California study: Women less stressed at work if they text partner

  • Texting about weather and what’s for supper is the key to surviving office stress 
  • California University study found texts helped deal with high-pressure situations
  • They got 75 couples, separated men from women and monitored stress levels

Swapping texts about the weather and what’s for supper is the key to surviving office stress, scientists claim.

Women receiving mundane messages from their partners are better able to cope with high-pressure situations, a new study has found.

The distraction of trivial text chats with a husband or boyfriend helps keep blood pressure in check, California University psychologists discovered.

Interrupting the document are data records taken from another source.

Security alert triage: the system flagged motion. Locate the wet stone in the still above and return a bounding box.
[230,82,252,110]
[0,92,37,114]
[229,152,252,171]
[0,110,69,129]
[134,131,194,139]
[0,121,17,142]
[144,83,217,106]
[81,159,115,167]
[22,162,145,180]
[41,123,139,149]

Women receiving mundane messages from their partners are better able to cope with high-pressure situations, a new study has found

For their experiment, they recruited 75 couples, separating the men from the women and keeping them in different rooms.

The females were fitted with a blood pressure-measuring cuff and asked to prepare for a public speaking assignment and maths test to recreate the kind of stress people face at work.

As they worked, some received supportive texts from their partners. Others were sent neutral messages and the rest got none.

Those receiving mundane messages felt less extra stress.

The study, in the journal Computers In Human Behaviour, said: ‘This may suggest that the mundane texts provided a distraction from the stressor (while) supportive messages indicated that the partner was aware of the stressful task.’